For deployment, each developer connects to the Salt master as their own user. Each developer has SSH access via their public key. These users are created/managed by the Salt provisioning. The deployment itself is automated with Fabric. To deploy, a developer simply runs:

# Deploy updates to staging
fab staging deploy
# Deploy updates to production
fab production deploy

This runs the Salt highstate for the given environment. This handles both the configuration of the server as well as updating the latest source code. This can take a few minutes and does not produce any output while it is running. Once it has finished the output should be checked for errors.

Vagrant Testing

Starting the VM

You can test the provisioning/deployment using Vagrant. This requires Vagrant 1.7+. The Vagrantfile is configured to install the Salt Master and Minion inside the VM once you’ve run vagrant up. The box will be installed if you don’t have it already.:

vagrant up

The general provision workflow is the same as in the previous provisioning guide so here are notes of the Vagrant specifics.

Provisioning the VM

Set your environment variables and secrets in conf/pillar/local.sls.

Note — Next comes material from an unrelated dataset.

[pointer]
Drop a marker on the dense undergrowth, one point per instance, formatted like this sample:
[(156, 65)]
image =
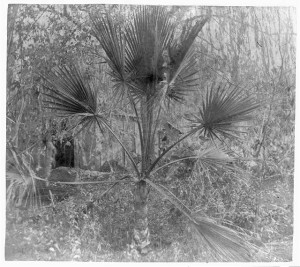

It is OK for this to be checked into version control because it can only be used on the developer’s local machine. To finalize the provisioning you simply need to run:

fab vagrant deploy

The Vagrant box will use the current working copy of the project and the local.py settings. If you want to use this for development/testing it is helpful to change your local settings to extend from staging instead of dev:

# Example local.py
from tracpro.settings.staging import *

# Override settings here
DATABASES['default']['NAME'] = 'tracpro_local'
DATABASES['default']['USER'] = 'tracpro_local'

DEBUG = True

This won’t have the same nice features of the development server such as auto-reloading but it will run with a stack which is much closer to the production environment. Also beware that while conf/pillar/local.sls is checked into version control, local.py generally isn’t, so it will be up to you to keep them in sync.

Testing on the VM

With the VM fully provisioned and deployed, you can access the VM at the IP address specified in the Vagrantfile, which is 33.33.33.10 by default. Since the Nginx configuration will only listen for the domain name in conf/pillar/local.sls, you will need to modify your /etc/hosts configuration to view it at one of those IP addresses. I recommend 33.33.33.10, otherwise the ports in the localhost URL cause the CSRF middleware to complain REASON_BAD_REFERER when testing over SSL. You will need to add:

33.33.33.10 <domain>

where <domain> matches the domain in conf/pillar/local.sls. For example, let’s use dev.example.com:

33.33.33.10 dev.example.com

In your browser you can now view https://dev.example.com and see the VM running the full web stack.

Note that this /etc/hosts entry will prevent you from accessing the true dev.example.com. When your testing is complete, you should remove or comment out this entry.